Ou em última análise, já que é de futilidades que estamos a tratar, que seja impossível, virtualmente impossível, sair apresentável no retrato da porcaria do cartão. Uma pessoa pode maquilhar-se como uma profissional, aparecer com um brushing impecavelmente feito, fazer boa cara, tentar aplicar todas as tácticas da Kim Kardashian para uma selfie perfeita, que o raio das luzes utilizadas para fazer o CC tratam de esbater o cabelo, arregalar os olhos e criar quantas sombras desfavorecedoras há. É um desafio não ficar com cara de parvo (a), ressacado (a), carenciado (a) ou terrorista no documento que se deve apresentar para ir a qualquer parte. Boa.



Voltando à notícia, que se não vivêssemos na ditadura do politicamente correcto eu ia achar que não passava de uma brincadeira, ocorreram-me logo uma data de "vantagens" para este cartão mágico. 

Mas primeiro tive de ir confirmar se era mesmo verdade, se eu não tinha ouvido o telejornal já cheia de sono e baralhado tudo. Era. E claro, é mais uma invenção maravilhosa da Esquerda (neste caso, do Bloco). É que já se sabe, as grandes preocupações do lado negro da força - o Darth Vader que me desculpe-  são com os brinquedos "sexistas" do Happy Meal, copos nojentinhos para aqueles dias do mês, piropos, arreliar o mais possível a Santa Madre Igreja, atacar as Forças Armadas porque enfim, they want to be a hippie and they want to get stoned como na cantiga e apontar racismo, sexismo e homofobia em toda a parte.

É verdade, sem mentira e muito verdadeiro, vou citar e tudo: o Bloco de Esquerda recomenda a alteração do Cartão de Cidadão para Cartão de Cidadania por considerar que o nome actual do documento "não respeita a identidade de género de mais de metade da população portuguesa" (...) depois de cinco planos nacionais para a igualdade de género, Portugal continua a ter, “como documento principal de identificação, um documento cujo nome não cumpre as orientações de não discriminação, de promoção da igualdade entre homens e mulheres e de utilização de uma linguagem inclusiva”. E o chorrilho de tonterias continua, no mimimi habitual: o BE “entende que não existe qualquer razão que legitime o uso de linguagem sexista num documento de identificação obrigatório para todos os cidadãos e cidadãs nacionais”.
O grupo parlamentar do Bloco de Esquerda “valoriza este documento de identificação pela sua importância e considera que a sua designação não deve ficar restrita à formulação masculina, que não é neutra, e deve, pelo contrário, beneficiar de uma formulação que responda também ao seu papel de identificação afetiva e simbólica, no mais profundo respeito pela igualdade de direitos entre homens e mulheres”.

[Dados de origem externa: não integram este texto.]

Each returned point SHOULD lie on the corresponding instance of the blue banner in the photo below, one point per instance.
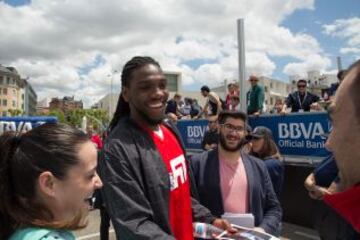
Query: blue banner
(300, 134)
(23, 124)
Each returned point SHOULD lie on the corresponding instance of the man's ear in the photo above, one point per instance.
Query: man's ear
(47, 183)
(125, 93)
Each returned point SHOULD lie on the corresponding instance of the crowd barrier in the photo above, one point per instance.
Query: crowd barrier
(299, 136)
(23, 124)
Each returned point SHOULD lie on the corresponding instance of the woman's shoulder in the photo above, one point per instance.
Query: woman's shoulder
(41, 234)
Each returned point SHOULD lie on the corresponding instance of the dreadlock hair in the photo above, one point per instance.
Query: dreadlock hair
(122, 108)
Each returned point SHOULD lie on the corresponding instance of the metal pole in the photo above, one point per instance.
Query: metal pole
(339, 63)
(241, 50)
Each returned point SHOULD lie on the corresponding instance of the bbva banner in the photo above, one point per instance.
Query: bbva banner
(23, 124)
(295, 134)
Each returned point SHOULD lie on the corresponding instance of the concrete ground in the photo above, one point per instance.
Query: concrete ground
(290, 231)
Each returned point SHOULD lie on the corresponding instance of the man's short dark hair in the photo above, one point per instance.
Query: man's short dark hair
(301, 81)
(231, 114)
(341, 74)
(205, 88)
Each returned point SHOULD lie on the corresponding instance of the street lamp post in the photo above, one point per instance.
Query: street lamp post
(111, 91)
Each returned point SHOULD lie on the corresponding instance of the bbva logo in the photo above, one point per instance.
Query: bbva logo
(298, 130)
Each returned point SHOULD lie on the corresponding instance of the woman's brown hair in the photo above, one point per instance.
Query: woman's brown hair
(49, 147)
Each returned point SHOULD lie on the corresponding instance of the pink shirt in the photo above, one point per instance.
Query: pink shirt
(234, 186)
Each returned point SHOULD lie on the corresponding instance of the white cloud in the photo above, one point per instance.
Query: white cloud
(49, 41)
(313, 62)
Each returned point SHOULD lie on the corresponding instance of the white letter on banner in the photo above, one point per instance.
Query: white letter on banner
(307, 131)
(295, 130)
(190, 131)
(318, 130)
(283, 130)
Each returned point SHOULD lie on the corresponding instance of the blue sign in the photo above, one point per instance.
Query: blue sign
(299, 134)
(296, 134)
(23, 124)
(192, 132)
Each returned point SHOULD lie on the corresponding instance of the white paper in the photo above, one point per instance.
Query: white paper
(244, 220)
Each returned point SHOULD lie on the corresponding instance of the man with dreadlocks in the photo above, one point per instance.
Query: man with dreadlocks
(147, 181)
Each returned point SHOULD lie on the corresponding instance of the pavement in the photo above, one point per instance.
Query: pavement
(290, 231)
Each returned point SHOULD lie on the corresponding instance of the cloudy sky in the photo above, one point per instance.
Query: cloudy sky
(75, 47)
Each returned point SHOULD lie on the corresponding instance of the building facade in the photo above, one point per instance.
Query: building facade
(16, 94)
(65, 104)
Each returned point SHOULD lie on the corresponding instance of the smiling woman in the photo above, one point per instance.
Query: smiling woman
(47, 176)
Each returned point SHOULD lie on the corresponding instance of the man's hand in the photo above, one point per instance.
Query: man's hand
(224, 224)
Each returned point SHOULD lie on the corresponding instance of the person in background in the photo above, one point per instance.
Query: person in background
(277, 107)
(195, 108)
(47, 178)
(213, 102)
(344, 143)
(333, 87)
(211, 136)
(255, 97)
(235, 103)
(94, 137)
(229, 180)
(301, 100)
(264, 147)
(172, 118)
(148, 187)
(173, 105)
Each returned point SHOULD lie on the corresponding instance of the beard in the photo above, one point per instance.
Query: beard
(224, 145)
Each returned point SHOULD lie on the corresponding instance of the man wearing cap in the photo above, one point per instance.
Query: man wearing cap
(344, 143)
(211, 136)
(232, 181)
(213, 102)
(301, 100)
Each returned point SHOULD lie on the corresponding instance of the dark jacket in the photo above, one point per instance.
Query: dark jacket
(276, 172)
(263, 203)
(137, 186)
(293, 101)
(210, 137)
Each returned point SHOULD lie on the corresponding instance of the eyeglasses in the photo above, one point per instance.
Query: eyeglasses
(229, 127)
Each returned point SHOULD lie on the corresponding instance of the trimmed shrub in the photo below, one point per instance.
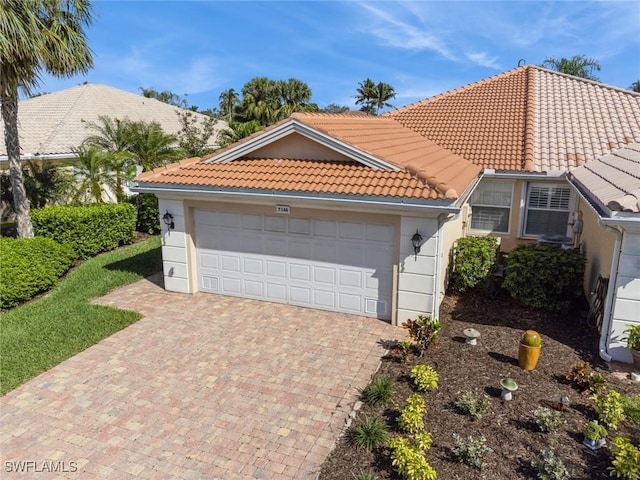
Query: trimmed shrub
(473, 259)
(90, 229)
(544, 276)
(146, 205)
(29, 266)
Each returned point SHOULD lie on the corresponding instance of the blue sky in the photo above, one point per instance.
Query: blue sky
(202, 48)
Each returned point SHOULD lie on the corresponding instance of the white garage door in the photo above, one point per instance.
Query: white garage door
(331, 265)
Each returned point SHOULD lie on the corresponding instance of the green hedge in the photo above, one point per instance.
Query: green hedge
(473, 259)
(89, 229)
(30, 266)
(544, 276)
(148, 214)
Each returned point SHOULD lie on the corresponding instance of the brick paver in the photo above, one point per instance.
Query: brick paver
(203, 386)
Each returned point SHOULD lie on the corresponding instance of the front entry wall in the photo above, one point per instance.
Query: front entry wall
(395, 284)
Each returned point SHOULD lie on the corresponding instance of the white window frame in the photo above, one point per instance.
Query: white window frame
(524, 206)
(509, 208)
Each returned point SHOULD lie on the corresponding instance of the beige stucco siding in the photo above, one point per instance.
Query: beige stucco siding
(175, 263)
(598, 244)
(299, 147)
(417, 273)
(626, 306)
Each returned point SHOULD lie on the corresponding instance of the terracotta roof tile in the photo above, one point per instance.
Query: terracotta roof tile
(613, 179)
(529, 119)
(322, 177)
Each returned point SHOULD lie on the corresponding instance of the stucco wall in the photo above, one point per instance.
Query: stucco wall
(417, 273)
(174, 247)
(299, 147)
(626, 306)
(597, 243)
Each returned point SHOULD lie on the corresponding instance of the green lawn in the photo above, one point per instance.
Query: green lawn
(44, 332)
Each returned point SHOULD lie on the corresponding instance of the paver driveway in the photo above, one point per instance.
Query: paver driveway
(203, 387)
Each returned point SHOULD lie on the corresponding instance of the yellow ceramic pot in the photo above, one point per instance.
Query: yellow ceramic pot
(528, 357)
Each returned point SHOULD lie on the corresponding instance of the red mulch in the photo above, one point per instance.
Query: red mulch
(508, 426)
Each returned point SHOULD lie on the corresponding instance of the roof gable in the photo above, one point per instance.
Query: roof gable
(53, 123)
(373, 156)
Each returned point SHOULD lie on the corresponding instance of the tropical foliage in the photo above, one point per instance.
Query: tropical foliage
(374, 96)
(37, 36)
(578, 66)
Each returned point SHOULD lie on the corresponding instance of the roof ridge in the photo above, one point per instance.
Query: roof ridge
(456, 90)
(528, 163)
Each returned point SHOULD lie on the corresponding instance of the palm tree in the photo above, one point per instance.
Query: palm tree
(36, 36)
(92, 174)
(113, 136)
(383, 92)
(260, 101)
(578, 66)
(150, 146)
(366, 94)
(229, 100)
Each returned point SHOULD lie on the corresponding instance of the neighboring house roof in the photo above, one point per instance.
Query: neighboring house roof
(405, 164)
(613, 180)
(528, 119)
(53, 123)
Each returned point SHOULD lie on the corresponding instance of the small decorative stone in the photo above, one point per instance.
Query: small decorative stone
(508, 387)
(472, 335)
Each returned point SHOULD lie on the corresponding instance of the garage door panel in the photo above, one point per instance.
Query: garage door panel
(276, 269)
(252, 266)
(231, 286)
(350, 278)
(299, 271)
(324, 299)
(276, 292)
(317, 263)
(325, 275)
(209, 260)
(230, 264)
(253, 288)
(300, 295)
(350, 302)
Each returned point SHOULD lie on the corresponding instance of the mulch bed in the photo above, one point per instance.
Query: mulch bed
(508, 426)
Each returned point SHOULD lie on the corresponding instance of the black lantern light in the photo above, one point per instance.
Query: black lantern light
(167, 218)
(415, 241)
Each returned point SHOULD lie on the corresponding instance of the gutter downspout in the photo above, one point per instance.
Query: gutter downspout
(442, 219)
(608, 307)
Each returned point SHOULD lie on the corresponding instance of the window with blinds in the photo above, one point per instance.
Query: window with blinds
(491, 207)
(548, 209)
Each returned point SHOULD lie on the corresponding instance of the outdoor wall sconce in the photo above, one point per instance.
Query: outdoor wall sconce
(167, 218)
(415, 241)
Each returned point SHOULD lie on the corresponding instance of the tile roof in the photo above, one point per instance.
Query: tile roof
(613, 179)
(419, 168)
(286, 175)
(528, 119)
(55, 122)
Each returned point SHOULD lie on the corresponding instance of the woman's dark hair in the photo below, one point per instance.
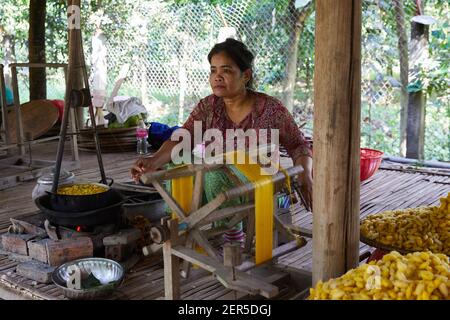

Como alguém comentou na própria notícia detalhada pelo Observador, isto é obra das "esganiçadas" do costume. Adoro esse nome, esganiçadas. Eu não diria melhor sobre a forma como algumas mulheres queimam a reputação feminina na política. Esganiçadas it is

E pronto, mulherada, agora com o Cartão de Cidadania é que vamos todas ser felizes ( eu até ia chamar-lhe jocosamente Cartão de Cidadona , mas não podia mudar-se o cartão das mulheres para "Cartão de Cidadã", porque senão podia haver transexuais ou gente que se auto-proclama "sem género" que se melindrasse, claro). Isto vai definitivamente mudar a minha vida e a vossa e resolver quaisquer problemas (tenho de me esforçar para pensar em alguns) que sejam de facto exclusivamente femininos. Face a um companheiro cobarde, daqueles que acha bem espancar mulheres, ou a um doido que nos ataque na rua, basta apresentar-lhe o Cartão de Cidadania, como a Cruz ao Diabo, que ele vai cair de joelhos, pedir desculpa por amor de Deus, declarar-se todo pela igualdade de género. 

Com a mudança de Cartão, a economia do país vai transformar-se magicamente, gerando bons cargos para todas as mulheres que, tal como tantos homens, estão desempregadas, e fazendo circular mais dinheiro para que as empreendedoras encham a casa de clientela. Com o cartão maravilhoso, todas as organizações e empresas vão adoptar fantásticas medidas de responsabilidade social para as funcionárias que são ou querem ser mães e as medidas governamentais de apoio à natalidade vão disparar para as alturas, permitindo às senhoras que assim o desejarem serem mães a tempo inteiro. 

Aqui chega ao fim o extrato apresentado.